On Monday, a tentative deal to end the strike was reached between the union and WFP, meaning a vote in favour of the agreement by union members would end the bitter dispute.

Forestry workers cast ballots at polling stations in Port Alberni, Ladysmith and Powell River on Thursday. On Friday, union members voted in Port McNeill, Gold River and Campbell River.

In a news release, the union described the strike as "an impressive act of solidarity" that achieved much of what members wanted.

On Saturday, Butler told CTV News there are still a significant number of members who are frustrated with the way WFP treated them under their previous contract and the way the company approached negotiations.

"Western will have its work cut out for them in trying to improve the relationship with our members and we hope they enter this collective agreement with the intention of doing so," he said.

The union's release highlighted a 12.5 per cent wage increase over the next four years and four months, increased health and welfare benefits, the introduction of a safety boot allowance and improvements to contract language.
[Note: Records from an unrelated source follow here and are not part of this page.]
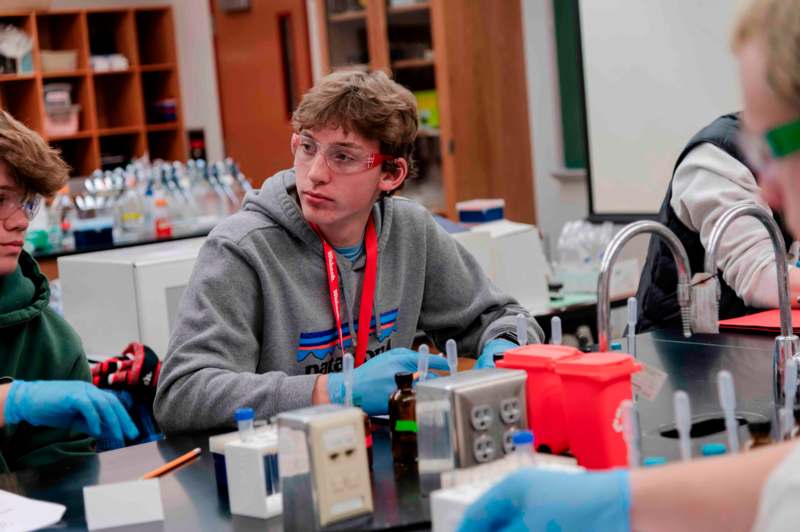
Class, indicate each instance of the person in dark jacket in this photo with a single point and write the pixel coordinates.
(711, 175)
(48, 408)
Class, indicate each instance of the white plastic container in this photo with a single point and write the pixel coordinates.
(59, 60)
(62, 122)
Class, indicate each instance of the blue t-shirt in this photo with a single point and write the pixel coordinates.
(351, 253)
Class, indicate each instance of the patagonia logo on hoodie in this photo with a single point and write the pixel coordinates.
(323, 343)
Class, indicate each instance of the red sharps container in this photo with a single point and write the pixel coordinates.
(545, 400)
(594, 387)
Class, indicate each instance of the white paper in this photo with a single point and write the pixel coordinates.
(20, 513)
(123, 503)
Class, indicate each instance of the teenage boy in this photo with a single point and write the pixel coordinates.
(324, 260)
(46, 410)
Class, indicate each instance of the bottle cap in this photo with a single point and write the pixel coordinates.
(651, 461)
(713, 449)
(522, 437)
(404, 379)
(243, 414)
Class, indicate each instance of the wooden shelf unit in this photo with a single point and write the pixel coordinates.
(117, 116)
(471, 53)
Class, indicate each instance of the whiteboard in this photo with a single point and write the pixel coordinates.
(655, 72)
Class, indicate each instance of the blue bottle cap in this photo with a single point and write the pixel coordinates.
(522, 437)
(713, 449)
(243, 414)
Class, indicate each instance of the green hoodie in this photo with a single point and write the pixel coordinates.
(36, 344)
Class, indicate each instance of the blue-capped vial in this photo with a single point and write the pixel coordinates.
(523, 446)
(244, 420)
(713, 449)
(653, 461)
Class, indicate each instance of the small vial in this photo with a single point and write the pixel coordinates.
(403, 419)
(523, 447)
(653, 461)
(759, 434)
(244, 420)
(713, 449)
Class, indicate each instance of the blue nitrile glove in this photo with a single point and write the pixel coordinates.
(492, 347)
(540, 499)
(69, 405)
(373, 381)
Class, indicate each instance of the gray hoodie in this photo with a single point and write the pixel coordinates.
(255, 325)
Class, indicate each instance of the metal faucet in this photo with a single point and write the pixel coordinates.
(786, 345)
(610, 256)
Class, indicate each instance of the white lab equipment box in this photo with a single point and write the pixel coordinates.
(115, 297)
(511, 255)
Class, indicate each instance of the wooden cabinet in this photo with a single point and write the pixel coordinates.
(470, 52)
(121, 111)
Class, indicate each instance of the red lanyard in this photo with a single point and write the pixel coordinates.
(367, 290)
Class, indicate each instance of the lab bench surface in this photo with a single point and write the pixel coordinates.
(189, 493)
(692, 365)
(190, 496)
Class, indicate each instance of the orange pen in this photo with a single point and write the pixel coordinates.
(169, 466)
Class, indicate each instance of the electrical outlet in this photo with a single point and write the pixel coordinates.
(509, 411)
(481, 417)
(508, 441)
(483, 448)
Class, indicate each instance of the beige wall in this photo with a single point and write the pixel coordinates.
(196, 63)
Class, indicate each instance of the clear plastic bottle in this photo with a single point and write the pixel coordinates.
(163, 225)
(523, 448)
(244, 421)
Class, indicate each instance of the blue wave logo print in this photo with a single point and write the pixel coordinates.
(321, 344)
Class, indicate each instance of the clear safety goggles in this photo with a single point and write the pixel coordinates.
(11, 201)
(339, 159)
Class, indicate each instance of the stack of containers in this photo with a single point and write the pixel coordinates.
(574, 400)
(61, 116)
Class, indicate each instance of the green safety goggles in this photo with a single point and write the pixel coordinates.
(777, 143)
(784, 140)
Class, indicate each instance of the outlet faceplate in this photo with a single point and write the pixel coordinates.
(483, 448)
(481, 417)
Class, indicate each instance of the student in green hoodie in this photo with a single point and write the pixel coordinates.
(46, 407)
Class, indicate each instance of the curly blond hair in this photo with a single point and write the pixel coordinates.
(370, 104)
(30, 162)
(777, 22)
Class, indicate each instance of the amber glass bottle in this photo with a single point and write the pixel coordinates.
(403, 419)
(759, 434)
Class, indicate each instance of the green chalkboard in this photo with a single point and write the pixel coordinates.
(570, 73)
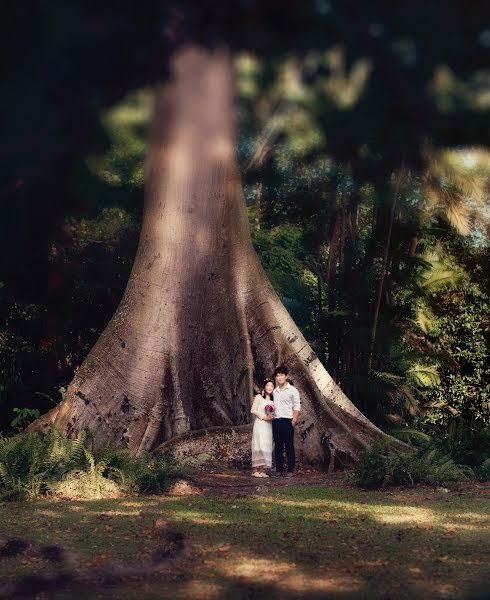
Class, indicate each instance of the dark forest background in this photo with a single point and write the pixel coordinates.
(362, 138)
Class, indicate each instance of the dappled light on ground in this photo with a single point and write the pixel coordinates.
(281, 543)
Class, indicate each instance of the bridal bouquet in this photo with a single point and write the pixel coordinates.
(269, 409)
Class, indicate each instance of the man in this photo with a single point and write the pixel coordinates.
(287, 407)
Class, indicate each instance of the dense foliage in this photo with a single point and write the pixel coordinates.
(362, 147)
(33, 465)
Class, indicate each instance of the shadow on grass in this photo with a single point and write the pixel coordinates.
(308, 543)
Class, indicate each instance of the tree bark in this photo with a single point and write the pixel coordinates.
(199, 325)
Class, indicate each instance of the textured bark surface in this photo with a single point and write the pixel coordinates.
(200, 326)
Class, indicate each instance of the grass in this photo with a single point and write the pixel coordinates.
(290, 543)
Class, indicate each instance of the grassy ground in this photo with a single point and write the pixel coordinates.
(293, 542)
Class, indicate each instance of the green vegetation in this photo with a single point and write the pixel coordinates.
(292, 542)
(38, 464)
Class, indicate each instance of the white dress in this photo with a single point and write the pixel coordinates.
(261, 435)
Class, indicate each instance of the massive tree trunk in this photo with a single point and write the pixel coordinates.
(199, 325)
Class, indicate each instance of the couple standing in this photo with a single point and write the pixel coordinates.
(276, 412)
The union also claims it made "zero concessions" to WFP in the agreement, though it notes it did not achieve the goal of ending "what members believe are dangerous alternate shifts." Instead, the union says it "improved the dispute process" by ensuring that the employer must make operational trials of the union's proposed shift schedules.

Some 2,600 workers walked off their jobs at WFP sawmills and sorting facilities on Vancouver Island in July 2019. February was the strike's eighth month.

"(It's the) longest strike we've ever had on the coast of B.C., may also be the longest forest industry strike in B.C. history," Butler said. "(That's) certainly not a goal we were trying to achieve when we started."

The union president said he expects it will take some time for Western Forest Products to fully resume production now that the strike is over. Union members will likely begin receiving calls from the company starting on Tuesday, Butler said.

"It's been an arduous, long journey in this process," he said. "I'm just pleased to be able to deliver to our members what they sought to achieve when we started bargaining."